Guizhou pony
- Country of origin: China

= Guizhou pony =

Breed of horse

The Guizhou pony is a small pony from the Guizhou province of China.

==History==

As Guizhou is a mountainous province, agriculture was developed as early as 770 B.C. in the basin area of the province, and trade in horses and salt was of great importance. Some breeds from outside the country were introduced in the 1950s but did not bring beneficial results, so the Guizhou is still bred in pure form and is classified as a native breed.

==Uses==

In plantation areas the horses were used mainly for cultivation and transport. In hilly regions this breed has always been a good pack horse, somewhat smaller than the type used for agricultural purposes. The Guizhou horse is active and vigorous, good for travel in hilly regions, and can trot at a steady speed for long distances. This breed is the main power source for the mountain farmers.

==Characteristics==

Approximately half of the Guizhou horses are bay or chestnut, others being gray, black, and dun. This horse is compact and short bodied with a solid build. The head has a straight profile, ears small and set up.
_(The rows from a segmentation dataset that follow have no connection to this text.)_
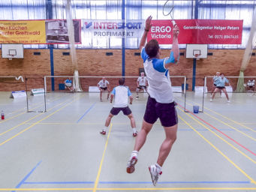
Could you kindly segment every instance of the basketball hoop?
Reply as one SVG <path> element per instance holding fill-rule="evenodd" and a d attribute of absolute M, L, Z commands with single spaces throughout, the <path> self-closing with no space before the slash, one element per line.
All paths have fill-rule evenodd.
<path fill-rule="evenodd" d="M 8 55 L 8 56 L 10 56 L 8 57 L 8 59 L 11 61 L 11 60 L 13 60 L 14 55 Z"/>

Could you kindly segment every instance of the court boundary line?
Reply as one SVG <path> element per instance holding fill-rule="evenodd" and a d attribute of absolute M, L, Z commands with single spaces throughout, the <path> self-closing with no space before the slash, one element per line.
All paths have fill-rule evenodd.
<path fill-rule="evenodd" d="M 28 190 L 92 190 L 93 188 L 0 188 L 2 190 L 17 190 L 17 191 L 28 191 Z M 96 188 L 96 190 L 256 190 L 256 188 Z"/>
<path fill-rule="evenodd" d="M 8 142 L 11 141 L 11 140 L 13 140 L 14 138 L 17 137 L 17 136 L 22 134 L 24 133 L 25 131 L 26 131 L 26 130 L 29 130 L 30 128 L 33 128 L 35 125 L 38 124 L 40 123 L 41 122 L 42 122 L 42 121 L 47 119 L 47 118 L 49 118 L 49 117 L 52 116 L 53 115 L 54 115 L 55 113 L 56 113 L 57 112 L 59 112 L 59 111 L 63 110 L 65 107 L 66 107 L 66 106 L 68 106 L 68 105 L 71 104 L 73 102 L 74 102 L 75 100 L 77 100 L 78 98 L 79 98 L 77 97 L 77 98 L 76 98 L 76 99 L 74 99 L 71 102 L 68 103 L 67 104 L 64 105 L 63 106 L 62 106 L 62 107 L 59 108 L 59 110 L 56 110 L 55 112 L 50 113 L 50 115 L 48 115 L 48 116 L 47 116 L 46 117 L 43 118 L 42 119 L 38 121 L 37 122 L 35 122 L 34 124 L 32 124 L 30 125 L 29 127 L 26 128 L 26 129 L 24 129 L 24 130 L 20 131 L 18 134 L 15 134 L 15 135 L 13 136 L 12 137 L 11 137 L 11 138 L 6 140 L 5 141 L 1 142 L 1 143 L 0 143 L 0 147 L 1 147 L 2 145 L 5 144 L 6 142 Z"/>
<path fill-rule="evenodd" d="M 190 102 L 193 103 L 192 101 L 190 101 Z M 193 104 L 189 104 L 188 102 L 187 102 L 187 104 L 188 104 L 188 105 L 193 106 Z M 194 104 L 197 104 L 197 103 L 194 102 Z M 183 108 L 184 108 L 184 107 L 183 107 Z M 207 110 L 207 109 L 206 109 L 206 110 Z M 188 110 L 186 109 L 186 110 Z M 216 121 L 218 121 L 218 122 L 221 122 L 221 123 L 222 123 L 222 124 L 225 124 L 225 125 L 227 125 L 227 126 L 231 128 L 232 129 L 234 129 L 234 130 L 236 130 L 237 132 L 240 133 L 241 134 L 243 134 L 244 136 L 245 136 L 250 138 L 251 140 L 254 140 L 254 141 L 256 141 L 256 139 L 255 139 L 255 138 L 254 138 L 254 137 L 252 137 L 252 136 L 251 136 L 246 134 L 245 133 L 244 133 L 244 132 L 239 130 L 238 128 L 235 128 L 235 127 L 233 127 L 233 126 L 232 126 L 232 125 L 230 125 L 230 124 L 227 124 L 227 123 L 221 121 L 221 119 L 217 118 L 216 117 L 213 116 L 212 115 L 211 115 L 211 114 L 209 114 L 209 113 L 208 113 L 208 112 L 204 112 L 204 113 L 205 113 L 206 116 L 209 116 L 210 118 L 213 118 L 213 119 L 215 119 L 215 120 L 216 120 Z M 219 114 L 219 116 L 221 116 L 221 115 Z M 248 128 L 245 128 L 244 126 L 242 126 L 242 127 L 243 127 L 244 128 L 245 128 L 245 129 L 248 130 L 254 131 L 254 130 L 253 130 L 248 129 Z M 256 131 L 254 131 L 254 132 L 256 132 Z"/>
<path fill-rule="evenodd" d="M 56 107 L 57 107 L 57 106 L 59 106 L 65 103 L 67 100 L 68 100 L 68 99 L 66 99 L 66 100 L 64 100 L 63 102 L 62 102 L 62 103 L 60 103 L 60 104 L 57 104 L 57 105 L 56 105 L 56 106 L 54 106 L 50 108 L 50 109 L 48 110 L 48 112 L 49 112 L 49 111 L 51 111 L 53 109 L 54 109 L 54 108 L 56 108 Z M 26 124 L 27 122 L 29 122 L 33 120 L 34 118 L 38 118 L 38 117 L 39 117 L 39 116 L 43 116 L 44 114 L 45 114 L 45 113 L 39 113 L 39 114 L 38 114 L 38 115 L 36 115 L 36 116 L 33 116 L 33 117 L 32 117 L 32 118 L 30 118 L 26 120 L 26 121 L 24 121 L 24 122 L 20 123 L 19 124 L 17 124 L 17 125 L 12 127 L 11 128 L 8 129 L 7 130 L 5 130 L 5 131 L 1 133 L 1 134 L 0 134 L 0 136 L 5 135 L 5 134 L 8 133 L 9 131 L 11 131 L 11 130 L 14 130 L 14 129 L 16 129 L 17 128 L 18 128 L 18 127 L 20 127 L 20 126 L 21 126 L 21 125 L 23 125 L 23 124 Z M 32 123 L 31 124 L 34 124 L 34 123 Z"/>
<path fill-rule="evenodd" d="M 191 100 L 190 99 L 187 99 L 187 100 L 190 101 L 191 103 L 194 103 L 194 104 L 200 105 L 200 104 L 199 104 L 197 103 L 197 102 L 194 102 L 194 101 L 192 101 L 192 100 Z M 209 111 L 210 111 L 210 112 L 213 112 L 213 113 L 215 113 L 215 114 L 217 114 L 217 115 L 220 116 L 221 117 L 223 117 L 224 118 L 226 118 L 226 119 L 227 119 L 227 120 L 229 120 L 229 121 L 230 121 L 230 122 L 233 122 L 233 123 L 235 123 L 235 124 L 239 124 L 239 125 L 240 125 L 240 126 L 242 126 L 242 127 L 243 127 L 243 128 L 246 128 L 246 129 L 251 130 L 253 131 L 253 132 L 256 132 L 255 130 L 254 130 L 254 129 L 252 129 L 252 128 L 249 128 L 249 127 L 247 127 L 246 125 L 244 125 L 244 124 L 242 124 L 242 123 L 239 123 L 239 122 L 236 122 L 235 120 L 233 120 L 232 118 L 228 118 L 228 117 L 227 117 L 227 116 L 224 116 L 224 115 L 222 115 L 222 114 L 221 114 L 221 113 L 218 113 L 218 112 L 215 112 L 215 110 L 211 110 L 211 109 L 209 109 L 209 108 L 208 108 L 208 107 L 206 107 L 206 106 L 204 106 L 204 109 L 206 109 L 207 110 L 209 110 Z"/>
<path fill-rule="evenodd" d="M 96 104 L 96 102 L 95 102 L 84 113 L 83 115 L 77 120 L 77 123 L 79 123 L 80 121 L 81 121 L 83 119 L 83 118 L 84 118 L 85 116 L 86 116 L 86 114 L 93 108 L 93 106 L 95 106 L 95 105 Z"/>
<path fill-rule="evenodd" d="M 179 110 L 182 111 L 180 107 L 178 107 Z M 184 112 L 185 113 L 185 112 Z M 185 113 L 188 116 L 191 117 L 191 115 Z M 243 170 L 242 170 L 238 165 L 236 165 L 232 160 L 230 160 L 227 155 L 225 155 L 220 149 L 218 149 L 215 145 L 213 145 L 209 140 L 205 138 L 200 133 L 199 133 L 194 127 L 188 123 L 183 118 L 178 116 L 179 118 L 188 125 L 189 128 L 193 129 L 199 136 L 200 136 L 208 144 L 209 144 L 214 149 L 215 149 L 219 154 L 221 154 L 227 161 L 229 161 L 233 166 L 234 166 L 239 171 L 240 171 L 247 178 L 248 178 L 251 183 L 256 184 L 256 182 L 249 176 Z"/>
<path fill-rule="evenodd" d="M 113 126 L 113 124 L 111 123 L 110 128 L 110 130 L 109 130 L 109 132 L 108 132 L 108 134 L 107 134 L 107 141 L 106 141 L 106 143 L 105 143 L 105 146 L 104 146 L 104 150 L 103 151 L 101 164 L 100 164 L 100 166 L 99 166 L 99 168 L 98 168 L 98 170 L 97 177 L 96 177 L 96 179 L 95 179 L 95 186 L 93 188 L 93 192 L 95 192 L 97 190 L 98 180 L 100 178 L 100 176 L 101 176 L 101 168 L 102 168 L 102 164 L 103 164 L 103 161 L 104 161 L 104 158 L 105 158 L 105 154 L 106 154 L 107 147 L 108 141 L 109 141 L 110 133 L 111 133 L 111 130 L 112 130 L 112 126 Z"/>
In the riding type the neck tends to be sloped, while the pack type has a level neck. The withers are medium in height and length; the chest is of good width and depth; the rump is short and sloping but well muscled; the shoulder is short and tends to be straight. The forelegs have good posture while the hind legs are often sickled; the hoof is solid and tough and shoes are unnecessary even in the mountains. The skin is thin; mane and tail are think. Guizhou horses are willing and obedient and have a kind, patient temperament.